ETL data directly from Persistent Stage to dimensional schema
If this is possible, it could save hundreds /thousands of hours, eliminating the need for a data vault layer, and all that goes with it. If it's not possible, we could still ETL incremental loads to a separate Persistent Stage area layer which would track all the historical changes. But less than optimal as we would have essentially 2 copies staging data, unless we pruned off the non-persistent stage each month (which we could do).

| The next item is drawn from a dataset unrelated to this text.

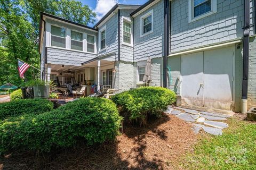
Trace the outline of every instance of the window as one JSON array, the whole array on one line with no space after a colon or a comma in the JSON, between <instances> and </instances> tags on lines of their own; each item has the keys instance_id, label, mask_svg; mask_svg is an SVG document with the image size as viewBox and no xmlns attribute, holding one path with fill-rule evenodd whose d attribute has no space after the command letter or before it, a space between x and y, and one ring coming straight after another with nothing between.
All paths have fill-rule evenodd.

What you are describing are requirements for Data Warehouse automation functionality add-ons to Replicate. We do have that - Qlik Compose ! Replicate Targets become Compose sources. Compose will leverage the 'Change Tracking' selected feature in your Replicate task to show Deltas - Dave Hecksel I ( I for insert / original record ) - David Hecksel U ( U for update marking it as an update / update of original record on source )
Take a look at this Demo for Compose automating the creation of a Data Warehouse and Data Mart for Analytics Ready data. • Qlik Compose Demo https://www.youtube.com/watch?v=yT9fhJnFx4g ( Agile Data Warehouse Automation: Do in Days and Weeks what takes Months and Years elsewhere ) 14 Minutes long
Compose understands Replicate generated. Because Replicate is delivering real-time data, you inherit a near real-time Data Warehouse. Compose with automate: Creation of the Data Model ( using Datavault style or ingestion of an ERWIN model ), auto generate a set of ELT from that model. Auto generate a 2nd set of real-time ELT SQL. From there you load / update the Warehouse. You have the Warehouse now ( and continuously updating itself say 'every 10 minutes' ). How about a Data Mart? Pick a Fact table in the Warehouse. Compose with auto generate a Data Model ( Star Schema ) and generate both batch and real-time ELT sets for one or more Marts.
Thanks, I think what you are saying is that Compose will use Change data capture (CDC) over stage, and then move that data (inserts, updates, deletes) to a subsequent process to a persistent stage. We do NOT want to use data vault for persistent stage, but simply a versioned copy of replicated stage, which will contain all history. then Persistent stage will be the source for Kimball style dimensional data marts.